We work with public health organizations to communicate public health concerns in our community. This page will provide updates of confirmed cases of communicable disease and instructions for families.
Current Health Alerts
January 17, 2018
This message is to inform families that on Sunday, January 14, 2018, a Linus Pauling student was hospitalized with a confirmed case of meningococcal disease. As of this morning, the student is recovering. Local health officials are investigating this case thoroughly with the support of the Corvallis School District and state health officials.

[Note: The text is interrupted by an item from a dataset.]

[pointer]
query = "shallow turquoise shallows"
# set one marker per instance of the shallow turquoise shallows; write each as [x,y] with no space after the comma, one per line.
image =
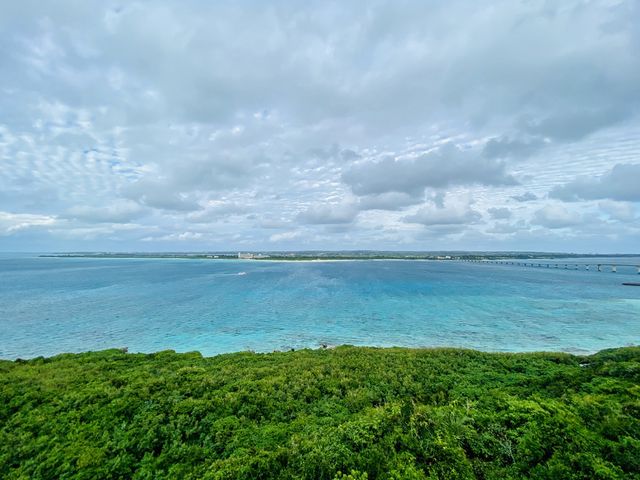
[54,305]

The Benton County Health Department is working with medical providers, family, and the school district to identify anyone who may have had enough close exposure to need preventive treatment.

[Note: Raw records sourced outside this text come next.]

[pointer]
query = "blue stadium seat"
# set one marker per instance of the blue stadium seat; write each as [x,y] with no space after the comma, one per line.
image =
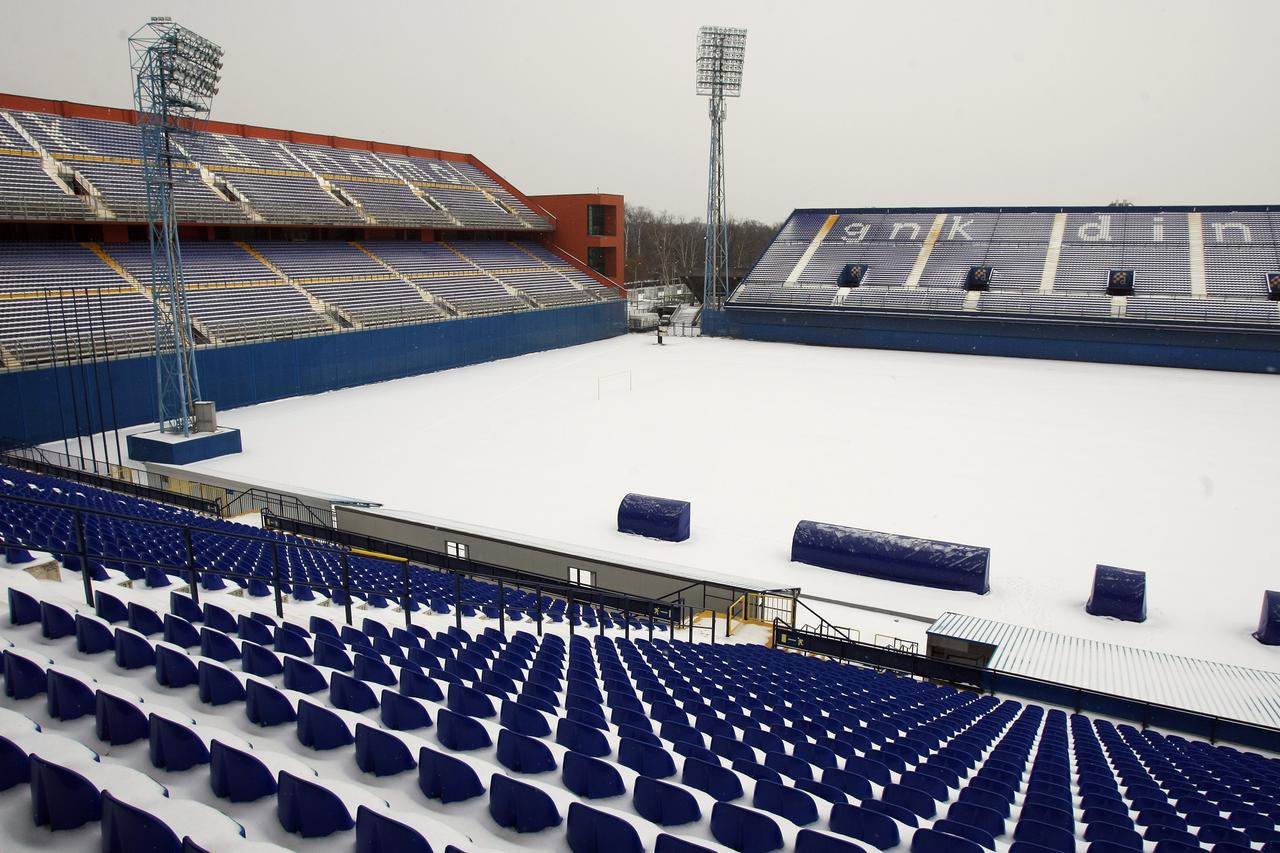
[182,606]
[594,831]
[664,803]
[109,607]
[876,829]
[469,701]
[218,646]
[420,685]
[647,760]
[823,790]
[447,778]
[1054,838]
[461,733]
[179,632]
[320,728]
[351,694]
[718,781]
[55,623]
[176,747]
[62,798]
[403,712]
[520,806]
[812,842]
[524,755]
[23,607]
[590,778]
[382,753]
[580,738]
[266,706]
[302,676]
[524,720]
[848,781]
[787,802]
[67,697]
[132,651]
[174,669]
[145,620]
[744,829]
[378,831]
[218,685]
[119,720]
[310,810]
[927,840]
[237,775]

Benton County Health Department has asked us to share the following information with Linus Pauling families:
- Customarily individuals who have spent at least four hours cumulatively in close, face-to-face association with a person suffering from meningococcal disease within seven days before the illness started are at highest risk of catching meningococcal disease.
- While this information can be concerning, please remember that meningococcal disease in not highly contagious. At this time, the investigation has found no epidemiological link to the meningococcal disease outbreak at OSU but the investigation is still ongoing.
- Symptoms specific to this disease are sudden onset of a high fever, headache, exhaustion, nausea, rash, stiff neck, vomiting and diarrhea. If your child is experiencing these symptoms, it is important to seek urgent, same day evaluation at your child’s physician’s office or an urgent care medical clinic or emergency room.
- The disease is transmitted through direct contact with droplets from coughing or sneezing; kissing or contact with mucus or saliva from an ill person’s nose or throat; or by sharing of eating and drinking utensils or vaping and smoking devices. In the course of the investigation, health officials will identify individuals who were in close contact with the ill person and, if warranted, give them preventive antibiotic treatment.
- It is important to make sure that your child is up-to-date on all recommended vaccinations, including the recommended age-appropriate meningococcal vaccine, especially during flu season and with the upcoming school exclusion deadline in February.
Frequently Asked Questions at the following link: https://apps.state.or.us/Forms/Served/le0665b.pdf
More information is available on the Oregon Health Authority website at: http://healthoregon.org/mening
If you have additional questions about meningococcal disease please contact the Benton County Communicable Disease Nurse at 541-766-6835.
December 5, 2017
Oregon State University recently shared an urgent message with student families that another undergraduate student attending Oregon State University in Corvallis is being treated for meningococcal disease. This is the fifth OSU student to be treated for meningococcal disease in the past year. While extremely serious, meningococcal disease is not highly contagious and is transmitted through direct contact with droplets from an ill person coughing or sneezing; other discharges from the nose or throat; or by sharing of eating and drinking utensils, smoking devices; or intimate contact.
Health officials encourage everyone to monitor their own health and note the following symptoms specific to this disease: high fever, a rash, headache, stiff neck, exhaustion, nausea or vomiting. If these symptoms develop, seek prompt medical evaluation.
Please be aware that while meningococcal disease is uncommon, it is a serious disease. In 10 to 15 percent of all cases, death may result. In 20 percent of cases, hearing loss, mental impairment and limb loss can result. Those at highest risk include students age 25 and younger who live in residence halls and in private cooperative group living units, or are members of – or visit – fraternal living groups associated with the university.
Risk is defined as those who had at least four hours cumulatively in close, face-to-face association. Roommates, intimate partners, and those who shared eating or drinking utensils with the ill person within 7 days before the illness started are at risk. Classroom exposure and those who have had only casual social contact are generally not at risk.
Due to the current Meningococcal B outbreak at Oregon State University, Meningococcal B vaccine is now required for new students enrolling at Oregon State University. This is a different vaccine than the Meningococcal ACWY vaccine most teens receive starting at age 11 years.
High school juniors and seniors planning to attend OSU may want to consider starting the Meningococcal B vaccine series now (2 or 3 doses are required depending on the brand used). High school students who are currently attending classes at OSU or attending social gatherings with OSU students should talk to their health care providers about Meningococcal B vaccination.